The Euro weakens further against the US Dollar, reaching a three-month low amid Fed’s assertiveness

    by VT Markets
    /
    Nov 1, 2025

    The Euro has continued to weaken against the US Dollar, with the EUR/USD pair reaching a three-month low of roughly 1.1523. This decline is largely due to a strong US Dollar, bolstered by the Federal Reserve’s firm stance following a 25-basis-point rate cut.

    The US Dollar Index is near a three-month high at 99.80, on track for a second consecutive monthly gain as expectations of another rate cut fade. The Federal Reserve’s recent actions have led to clearer differences in policy compared to the European Central Bank, which has kept rates unchanged.

    Federal Reserve Actions and Impact

    The Federal Reserve lowered the federal funds rate to between 3.75% and 4.00% and their cautious guidance has reduced assumptions of a potential December rate cut. Meanwhile, the European Central Bank maintains a steady rate, as inflation remains near target and economic growth persists.

    Comments from Federal Reserve officials show a cautious approach. Atlanta Fed President Raphael Bostic remarked on tensions in mandates, supporting the rate cut due to restrictive policy. In contrast, Cleveland Fed President Beth M. Hammack preferred steady rates, emphasising uncertainty over the December decision.

    As of November 1st, 2025, we are seeing the US Dollar continue its rally following the Federal Reserve’s rate cut this past week. The EUR/USD has fallen to 1.1523, a three-month low, as the market digests the Fed’s unexpectedly hawkish tone. Fresh data released today shows the US economy added 210,000 jobs in October, beating expectations and reinforcing the case for the Fed to pause its rate-cutting cycle.
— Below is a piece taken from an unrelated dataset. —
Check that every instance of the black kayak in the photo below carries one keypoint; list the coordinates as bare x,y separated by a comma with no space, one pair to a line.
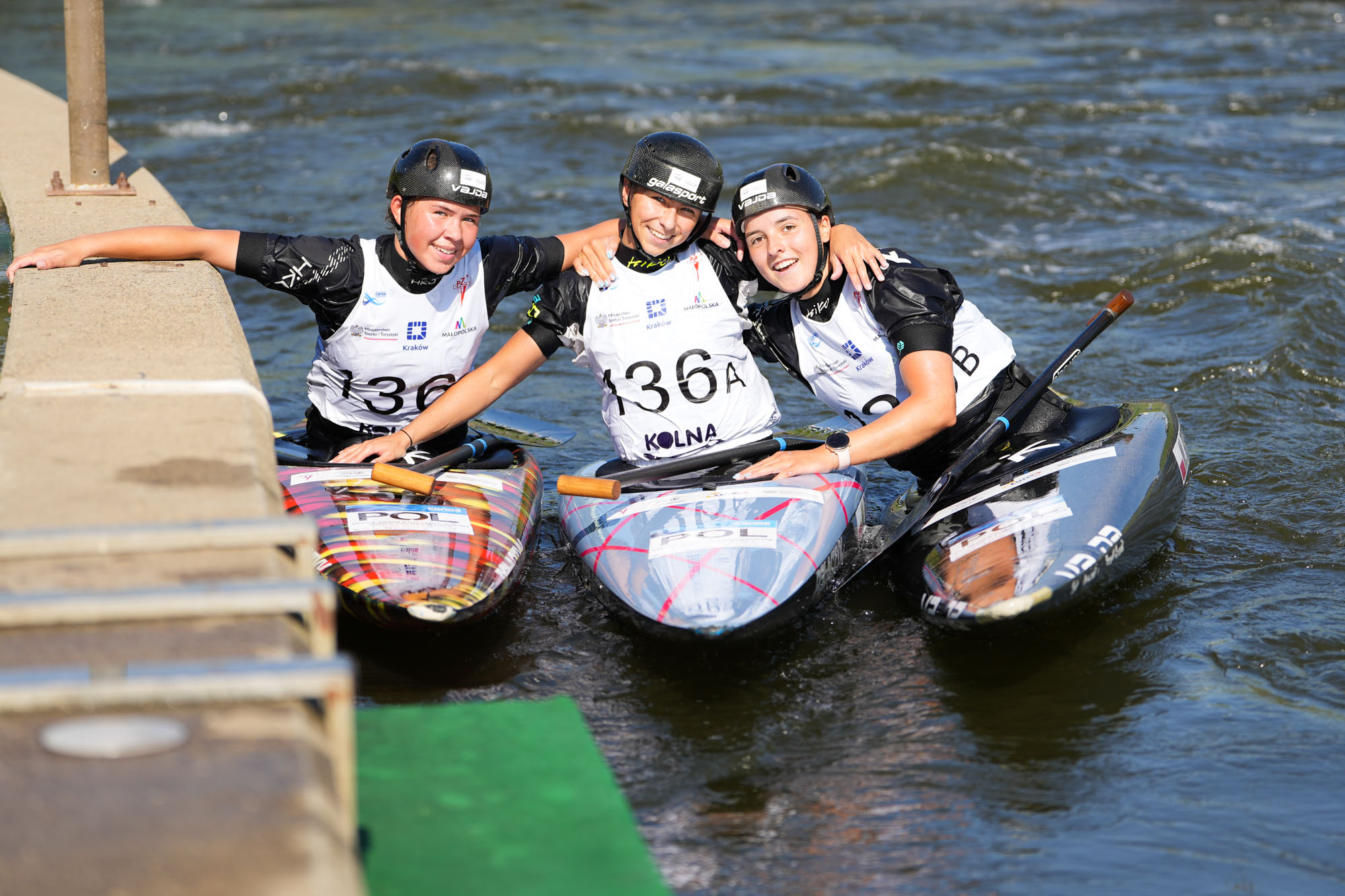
1046,520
    This policy divergence between central banks is now the primary driver for currency markets. While the Fed signals it may not cut rates again in December, the European Central Bank is holding steady, supported by a resilient Eurozone labor market. However, the latest flash estimate for Eurozone inflation in October came in at 1.9%, slightly below target, which gives the ECB no reason to turn hawkish.

    Trader Strategies for EUR USD Weakness

    Our view is that traders should position for further EUR/USD weakness in the coming weeks, potentially targeting the lows seen earlier this year around the 1.1400 level. The US Dollar Index (DXY) is holding firm near 99.80, and with strong economic data, the path of least resistance is a stronger dollar. This trend appears solid heading into the final months of the year.

    For derivative traders, this suggests buying put options on the EUR/USD to capitalize on further downside. This strategy provides a clear way to profit from a falling exchange rate while strictly defining your maximum risk to the premium paid. Given the clear directional momentum, this is a straightforward way to express a bearish view.

    The Fed’s uncertain path for its December meeting is also increasing implied volatility, making options more sensitive. We can consider using put spreads, such as buying a 1.15 put and selling a 1.13 put, to lower the upfront cost of the position. This approach benefits from both the downward trend and the heightened market uncertainty.

    We saw a similar dynamic play out in 2018, when Fed rate hikes contrasted with the ECB’s accommodative stance, leading to a sustained period of US Dollar strength. The current environment, with a “hawkish cut,” is creating a comparable divergence that is likely to pressure the Euro. This historical parallel supports the expectation of continued downside for the pair.